If the answers to these questions prove undesirable, a CAZ might not be the silver bullet we are looking for on air quality.

A CAZ does not exist in isolation, and problems may be ‘solved’ in one area by shipping the problem to somewhere else (possibly under a different authority) — a real risk to watch for.

Matching up to the scale of the problem

It is important to stress that responsibility for problem and responsibility for its causes need to match-up. Responsibility for local air quality management is devolved down to local authority level, where ‘hot-spots’ of poor air quality–typically found around busy roads or congested urban junctions–are designated as Air Quality Management Areas and subject to action plans.

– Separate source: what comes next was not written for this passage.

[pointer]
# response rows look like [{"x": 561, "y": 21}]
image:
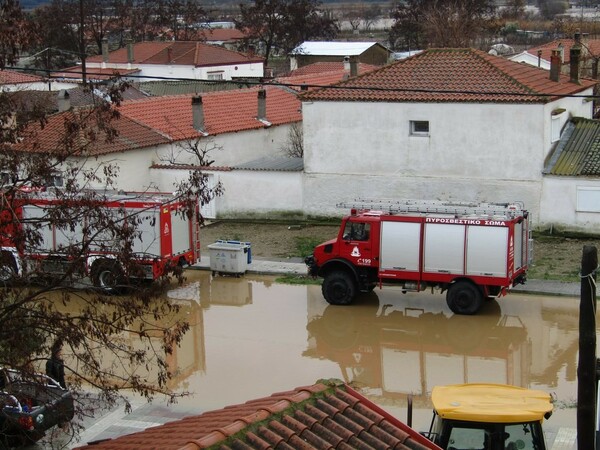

The problem with this is approach is that vehicles don’t appear out of nowhere at snarled-up interchanges. Busy roads are busy because people on them are going from A to B, neither of which are necessarily the same location as the air pollution problem.

Taking a strategic view, not delineated by local authority borders, we see that the problem ultimately stems from the travel choices people make along a transport route, a town, a city or a region.

As such, localised efforts — to redesign inefficient junctions, for instance — while well-intentioned, are ultimately sticking plasters on a problem that we need to address at a more fundamental level: our dependence on motorised vehicles.

Going beyond electrification

Leeds.

And so, inevitably, it’s time to talk modal shift. As an air quality consultant, I try to walk the walk as well as talk the talk. I don’t own a car. I get a bus or cycle to the train station, where I take a train to Leeds to work.

Like everyone else I know, I can moan about my commute for as long as you’ve got. What stands out to me, and where transport planning can have a huge impact today, and in the future, is which transport modes we make easy, and which we make more difficult.

Most people do not make their transport decisions to be environmentally sound (although environmental concerns are definitely rising up people’s priority list). They want to get where they’re going quickly, cheaply and reliably.

Every time I have to sprint for the train because the station is 400 metres (up a hill!) from my bus stop; every time I have to get off my bike to manoeuvre the last leg into the station; every time I have to stand, packed sardine-like on an overcrowded train — I’m reminded how much easier it could be if I just had a car. It does not have to be this way.

In fact, if we are serious about bringing air pollution down, it has to change.

Active Transport

Making active transport and public transport the methods of choice in cities and towns is not without precedent, but it does require big decisions to be made and money to be put behind them.

People in Amsterdam and Copenhagen cycle a lot, but not necessarily because they are more environmentally conscious than the UK. They cycle because it is simply the quickest way to get around; because the infrastructure is designed for them.

Although active travel infrastructure might seem expensive at first to some people, and can be controversial, making the first brave step can lead to self-sustaining virtuous circles.

A more pleasant roadside environment encourages walking and cycling. If more people choose to walk or cycle instead of drive, air pollution goes down. And with it comes more demand for active travel infrastructure.

When I imagine our future cities, I no longer want to see a contradiction between the cleaner choice and the easy choice. Transport planners will have a big say in making that a reality.

The reward is not just box-ticking on air quality outcomes; it is the health and wellbeing of the people breathing the air and the ecosystems that rely on it.

This blog was produced as part of the Transport Planning Day campaign.